Over the past three years at IntroNet, so much good has happened, even though we have yet to achieve our original definition of success. While I would have done a few things different, we fought hard to succeed. When we weren't ready to continue, we paused it in a way that maintains strong relationships within our team and partners, and foundation for future possibilities. We created value with IntroNet that may not currently sustain a company, but has taught us so much and provides a platform for hopefully bigger and better things.
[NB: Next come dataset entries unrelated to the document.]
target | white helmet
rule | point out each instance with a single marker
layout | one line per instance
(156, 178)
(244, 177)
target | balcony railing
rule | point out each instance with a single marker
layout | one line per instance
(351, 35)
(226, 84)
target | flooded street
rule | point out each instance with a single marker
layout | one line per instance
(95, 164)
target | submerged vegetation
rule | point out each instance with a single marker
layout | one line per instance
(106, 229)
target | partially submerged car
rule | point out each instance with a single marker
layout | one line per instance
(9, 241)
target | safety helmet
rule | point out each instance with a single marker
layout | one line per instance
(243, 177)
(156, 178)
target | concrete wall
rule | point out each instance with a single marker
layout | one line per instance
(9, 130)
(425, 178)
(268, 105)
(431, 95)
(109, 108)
And if I ever again end up in the CEO seat of an early stage startup (never say never), you’ll find me:

  • in the trenches, being obsessive, making everyone crazy;

  • building the company more slowly with a colocated team;

  • taking bigger risks, knowing that the difference between survival and failure might outside my comfort zone;

  • and playing within my local ecosystem, not fighting it, doing like everyone else does because less friction is helpful.

We can't always succeed, and when we don't it is important to embrace the learning. I try to not make the same mistakes twice, but I am always open to making new ones. We learn more from failures than successes, they are more deeply ingrained in our memory. The lessons over 25 years of starting, building, and growing companies, have made me a better coach and leader. As I rejoin Chuck and Joe at Trajectify, I am looking forward to incorporating these new experiences into the work that I do with my clients.